On type safety in natural language

Byrne Hobart has a characteristically fun and insightful piece [$] analogizing the "four Amazon answers" to types in programming.

Some reactions:

  1. As I've written, many of us pay too little attention to military traditions and to radiotelephony conventions when we're thinking about clear, mind-improving communication. It's no coincidence Socrates obsessed over communicative "rules of the dance."
  2. But the lesson I'd draw is a bit different: what's important is often getting communicators in the right roles, not improving the precision of a given response. I'm tempted to believe that the problem of dependency management is prior to, and harder than, the problem of improving accuracy and precision. (And that this is less sensitive to scale that you might think.)
  3. This makes sense, because types are only one way, and in practice often not a reliable one, to achieve accuracy in software.
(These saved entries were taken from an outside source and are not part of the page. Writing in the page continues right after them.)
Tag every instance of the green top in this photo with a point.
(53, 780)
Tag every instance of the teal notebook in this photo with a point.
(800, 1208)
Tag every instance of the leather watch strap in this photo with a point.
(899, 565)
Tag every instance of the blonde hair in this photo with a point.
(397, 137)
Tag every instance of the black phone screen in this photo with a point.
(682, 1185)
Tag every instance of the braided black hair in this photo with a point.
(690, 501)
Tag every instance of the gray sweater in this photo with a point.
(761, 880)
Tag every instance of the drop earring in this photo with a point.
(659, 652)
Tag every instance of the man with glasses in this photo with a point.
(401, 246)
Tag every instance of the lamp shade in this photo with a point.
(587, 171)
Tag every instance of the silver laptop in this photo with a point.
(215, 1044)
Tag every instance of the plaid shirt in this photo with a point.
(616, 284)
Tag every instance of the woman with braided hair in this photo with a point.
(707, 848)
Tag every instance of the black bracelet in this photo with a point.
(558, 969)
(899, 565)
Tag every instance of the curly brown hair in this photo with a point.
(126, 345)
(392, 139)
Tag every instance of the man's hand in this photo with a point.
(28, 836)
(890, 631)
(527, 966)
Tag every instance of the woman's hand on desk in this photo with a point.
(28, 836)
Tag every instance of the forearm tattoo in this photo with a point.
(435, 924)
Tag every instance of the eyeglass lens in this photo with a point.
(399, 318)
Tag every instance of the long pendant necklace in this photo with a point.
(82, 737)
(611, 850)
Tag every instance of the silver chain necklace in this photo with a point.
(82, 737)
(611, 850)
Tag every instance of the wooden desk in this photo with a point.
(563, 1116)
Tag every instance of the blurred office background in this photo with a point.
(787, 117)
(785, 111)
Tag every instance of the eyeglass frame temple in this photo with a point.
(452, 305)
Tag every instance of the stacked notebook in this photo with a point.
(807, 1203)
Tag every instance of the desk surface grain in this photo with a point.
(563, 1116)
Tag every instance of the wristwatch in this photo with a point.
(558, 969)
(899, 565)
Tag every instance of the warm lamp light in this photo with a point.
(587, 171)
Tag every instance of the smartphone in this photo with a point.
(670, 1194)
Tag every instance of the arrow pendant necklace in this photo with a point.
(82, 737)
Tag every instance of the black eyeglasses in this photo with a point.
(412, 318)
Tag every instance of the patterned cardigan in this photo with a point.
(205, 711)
Moreover, the kind of accuracy it gets you is often misunderstood, because it's very hard to make the guarantees of a type system extend to relevant, valuable guarantees at the logical level.
  4. So, while ambition and stronger typing might be correlated, I'd be more guarded than Byrne is when he says that "type-safe programs can be bigger, and the organizations that insist on them are implicitly more ambitious than the ones that don't." Programs that have good correctness checks can be bigger: stronger typing is one way to accomplish this, but only one. Good testing is another approach (I don't mean to imply that it's an orthogonal one). And I've seen strong typing prevent a code base from growing: complicated, ill-defined types can be so brittle that engineers either (i) leave the code in place, unable to change the types, or (ii) switch all those complicated types to Any (or some analogue of Any) when they need to change something.
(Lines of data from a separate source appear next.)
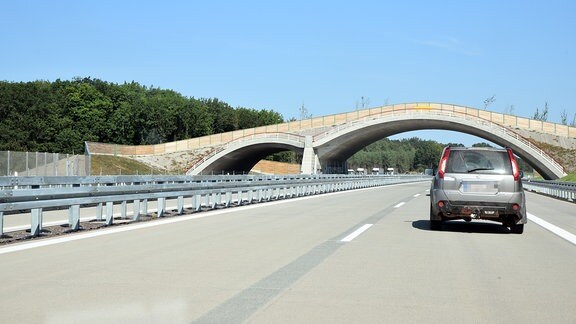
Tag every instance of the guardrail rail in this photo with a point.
(558, 189)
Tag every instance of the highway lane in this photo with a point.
(285, 262)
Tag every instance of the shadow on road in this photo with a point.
(458, 226)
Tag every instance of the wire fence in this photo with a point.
(43, 164)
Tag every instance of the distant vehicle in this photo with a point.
(478, 183)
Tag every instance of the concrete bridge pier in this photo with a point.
(310, 162)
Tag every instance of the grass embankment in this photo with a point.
(115, 165)
(570, 177)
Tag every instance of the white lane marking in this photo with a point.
(553, 228)
(399, 205)
(357, 232)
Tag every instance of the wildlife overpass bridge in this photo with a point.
(326, 142)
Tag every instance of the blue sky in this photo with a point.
(325, 55)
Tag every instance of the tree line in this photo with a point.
(60, 116)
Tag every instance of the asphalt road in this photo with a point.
(365, 256)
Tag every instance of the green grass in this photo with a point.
(115, 165)
(570, 177)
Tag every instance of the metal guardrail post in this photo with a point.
(74, 221)
(161, 207)
(180, 205)
(109, 212)
(123, 210)
(136, 208)
(228, 199)
(99, 212)
(36, 221)
(144, 208)
(196, 202)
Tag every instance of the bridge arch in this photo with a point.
(338, 144)
(241, 155)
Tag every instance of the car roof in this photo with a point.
(457, 148)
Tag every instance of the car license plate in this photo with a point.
(485, 187)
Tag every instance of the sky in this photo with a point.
(328, 56)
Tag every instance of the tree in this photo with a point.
(304, 114)
(542, 116)
(489, 101)
(364, 102)
(564, 117)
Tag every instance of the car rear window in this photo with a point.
(478, 162)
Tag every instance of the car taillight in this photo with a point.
(443, 161)
(515, 169)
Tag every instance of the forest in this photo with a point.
(59, 116)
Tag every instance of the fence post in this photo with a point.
(74, 217)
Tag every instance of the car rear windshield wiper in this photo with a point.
(480, 169)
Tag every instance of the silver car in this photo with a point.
(478, 183)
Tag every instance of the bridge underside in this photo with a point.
(242, 160)
(332, 150)
(337, 150)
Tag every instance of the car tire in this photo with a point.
(435, 225)
(517, 228)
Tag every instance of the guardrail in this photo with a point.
(557, 189)
(36, 194)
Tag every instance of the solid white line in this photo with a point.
(357, 232)
(553, 228)
(399, 205)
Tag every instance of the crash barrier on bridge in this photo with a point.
(35, 194)
(557, 189)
  5. I'm tempted to think of the Amazon approach less as a restriction on communication and more as a restriction on email. Certain questions can't be answered well, or at least felicitously, with one of the four answers ("do you think that John Doe will be back to full productivity soon?"). One way to think about this policy is as pressure to keep conversations off email that for legal reasons should not be conducted over email.
  6. Further evidence for this is that many more companies than Amazon enforce similarly strong "typing" in other software (e.g., time estimates in JIRA). It's not clear how much this benefits them, especially if you try to control for other cultural factors.
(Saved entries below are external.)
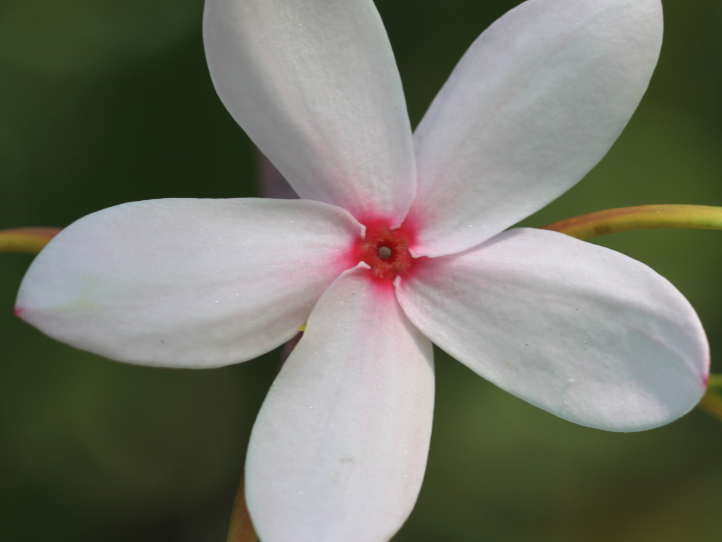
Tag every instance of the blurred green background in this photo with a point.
(104, 102)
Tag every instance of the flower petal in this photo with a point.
(187, 283)
(576, 329)
(314, 84)
(534, 104)
(339, 448)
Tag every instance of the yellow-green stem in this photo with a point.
(648, 217)
(31, 240)
(640, 218)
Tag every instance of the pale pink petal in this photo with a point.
(187, 283)
(314, 84)
(339, 448)
(576, 329)
(534, 104)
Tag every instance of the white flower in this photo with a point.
(339, 448)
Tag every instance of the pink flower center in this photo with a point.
(386, 251)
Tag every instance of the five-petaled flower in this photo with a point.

  7. Yet further evidence: big tech companies are famous for intellectual cross-pollination. Yet most non-Amazon FAANG employees (I'd bet) do not know about the "four email answers" policy, but many of them really hate and discourage email. I think this says something about what the policy's real effect and purpose is. (Is it four answers too many? Extending the typing analogy, perhaps "the best code is no code at all.")
  8. People (I'm not implying Byrne is one of them) sometimes act as if the code-quality effects of strong typing are empirically proven. I do not think this belief can survive an honest encounter with Dan Luu's literature review.